Derecelendirilmemiş olmak, hükümetin büyük borç projeleri için fon bulmasını veya borç hafifletmesini zorlaştırıyor. Finansman eksikliği nedeniyle işlerini büyütmek için mücadele eden girişimcilerin işini zorlaştırıyor. Finansmanı olmayan bireyler ipotek alamazlar ve dolayısıyla kendi evlerine sahip olamazlar. Nihai sonuç, bu koşullar altında kişinin servet inşa edemeyeceğidir.

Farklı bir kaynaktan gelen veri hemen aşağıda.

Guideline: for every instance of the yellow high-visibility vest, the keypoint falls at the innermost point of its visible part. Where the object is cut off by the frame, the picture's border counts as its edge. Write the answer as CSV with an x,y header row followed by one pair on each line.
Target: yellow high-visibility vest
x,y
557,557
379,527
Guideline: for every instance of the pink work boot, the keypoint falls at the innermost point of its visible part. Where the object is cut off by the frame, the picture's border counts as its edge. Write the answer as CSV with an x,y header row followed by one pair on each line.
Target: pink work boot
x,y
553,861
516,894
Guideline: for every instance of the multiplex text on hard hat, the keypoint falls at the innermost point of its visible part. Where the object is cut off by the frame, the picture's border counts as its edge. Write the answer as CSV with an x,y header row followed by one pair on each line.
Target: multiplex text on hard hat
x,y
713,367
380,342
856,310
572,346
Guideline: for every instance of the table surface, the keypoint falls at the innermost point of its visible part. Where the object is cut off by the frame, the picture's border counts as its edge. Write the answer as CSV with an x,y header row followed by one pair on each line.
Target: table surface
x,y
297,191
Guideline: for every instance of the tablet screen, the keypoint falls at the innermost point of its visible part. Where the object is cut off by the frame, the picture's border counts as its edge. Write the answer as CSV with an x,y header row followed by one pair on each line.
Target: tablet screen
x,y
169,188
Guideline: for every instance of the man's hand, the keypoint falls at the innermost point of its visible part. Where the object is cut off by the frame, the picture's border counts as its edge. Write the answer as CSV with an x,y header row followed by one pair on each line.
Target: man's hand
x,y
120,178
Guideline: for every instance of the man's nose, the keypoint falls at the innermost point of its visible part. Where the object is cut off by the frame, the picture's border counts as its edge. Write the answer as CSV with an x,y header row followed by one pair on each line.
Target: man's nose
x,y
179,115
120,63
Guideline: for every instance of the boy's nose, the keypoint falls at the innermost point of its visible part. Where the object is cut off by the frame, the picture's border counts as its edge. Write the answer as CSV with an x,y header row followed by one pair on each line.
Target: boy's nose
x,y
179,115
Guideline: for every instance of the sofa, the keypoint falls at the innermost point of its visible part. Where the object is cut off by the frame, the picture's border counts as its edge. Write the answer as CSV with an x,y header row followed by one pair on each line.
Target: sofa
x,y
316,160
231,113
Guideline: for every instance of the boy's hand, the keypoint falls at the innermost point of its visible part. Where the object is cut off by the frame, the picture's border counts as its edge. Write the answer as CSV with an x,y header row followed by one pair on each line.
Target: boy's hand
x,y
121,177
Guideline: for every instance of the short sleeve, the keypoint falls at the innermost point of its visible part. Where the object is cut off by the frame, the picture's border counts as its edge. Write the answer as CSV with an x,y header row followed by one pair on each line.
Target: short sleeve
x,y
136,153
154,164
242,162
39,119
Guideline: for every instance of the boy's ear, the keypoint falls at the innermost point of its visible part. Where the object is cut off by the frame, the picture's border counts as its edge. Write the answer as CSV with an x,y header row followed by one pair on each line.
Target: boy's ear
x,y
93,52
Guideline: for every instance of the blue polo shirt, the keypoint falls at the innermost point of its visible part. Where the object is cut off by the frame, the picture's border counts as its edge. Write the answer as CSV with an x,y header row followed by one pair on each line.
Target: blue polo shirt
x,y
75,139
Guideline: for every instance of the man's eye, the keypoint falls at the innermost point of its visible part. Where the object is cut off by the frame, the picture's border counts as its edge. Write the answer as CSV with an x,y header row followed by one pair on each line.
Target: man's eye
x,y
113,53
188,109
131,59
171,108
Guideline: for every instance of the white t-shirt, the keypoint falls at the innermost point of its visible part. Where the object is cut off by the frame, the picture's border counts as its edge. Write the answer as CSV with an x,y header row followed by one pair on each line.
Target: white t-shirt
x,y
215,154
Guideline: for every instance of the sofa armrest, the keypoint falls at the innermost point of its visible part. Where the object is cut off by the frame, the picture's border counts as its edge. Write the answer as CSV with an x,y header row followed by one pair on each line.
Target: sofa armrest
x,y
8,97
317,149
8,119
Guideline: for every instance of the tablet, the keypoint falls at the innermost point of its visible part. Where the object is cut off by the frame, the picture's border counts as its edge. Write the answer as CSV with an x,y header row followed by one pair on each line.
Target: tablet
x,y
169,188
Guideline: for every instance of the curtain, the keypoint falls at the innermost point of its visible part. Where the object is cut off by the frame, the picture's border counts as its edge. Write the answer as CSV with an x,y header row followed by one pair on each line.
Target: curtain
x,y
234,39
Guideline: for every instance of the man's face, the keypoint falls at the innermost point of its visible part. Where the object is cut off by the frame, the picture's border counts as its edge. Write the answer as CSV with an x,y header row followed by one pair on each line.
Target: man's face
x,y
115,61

Bitcoin Sonunda Afrikalılara Servete Adil ve Ücretsiz Erişim Verebilir mi?

Direnç Kanıtı: Afrika'da Bitcoin Yoluyla Finansal Özgürlük

Yüzyıllar boyunca, Afrikalılar ve Afrikalı Amerikalılar, hem krediyi yasaklayan hem de kredi maliyetini artıran yeniden çizme ve yaptırımlar yoluyla krediye erişim konusunda ciddi ayrımcı politikalardan muzdarip oldular. Bitcoin'in yeniliği, dünyadaki herkesin ona erişmesine izin verdiği için Afrika ve Afrikalı Amerikalılar için zorunluydu ve bu sefer Afrikalıları içeriyor. bu hiçte sürpriz değil Sahra Altı Afrika, Bitcoin'in benimsenmesinde lider konumdadır.

Bu sefer Afrikalılar ve Afrikalı-Amerikalılar ayrımcılık konusunda endişelenmek zorunda değiller. Büyük ölçüde inovasyon sayesinde Bitcoin'de DeFi, bu, Afrika'da Bitcoin ölçeklenebilirliği ve kullanımında uzun zamandır beklenen yenilik ve çok önemli adımdır.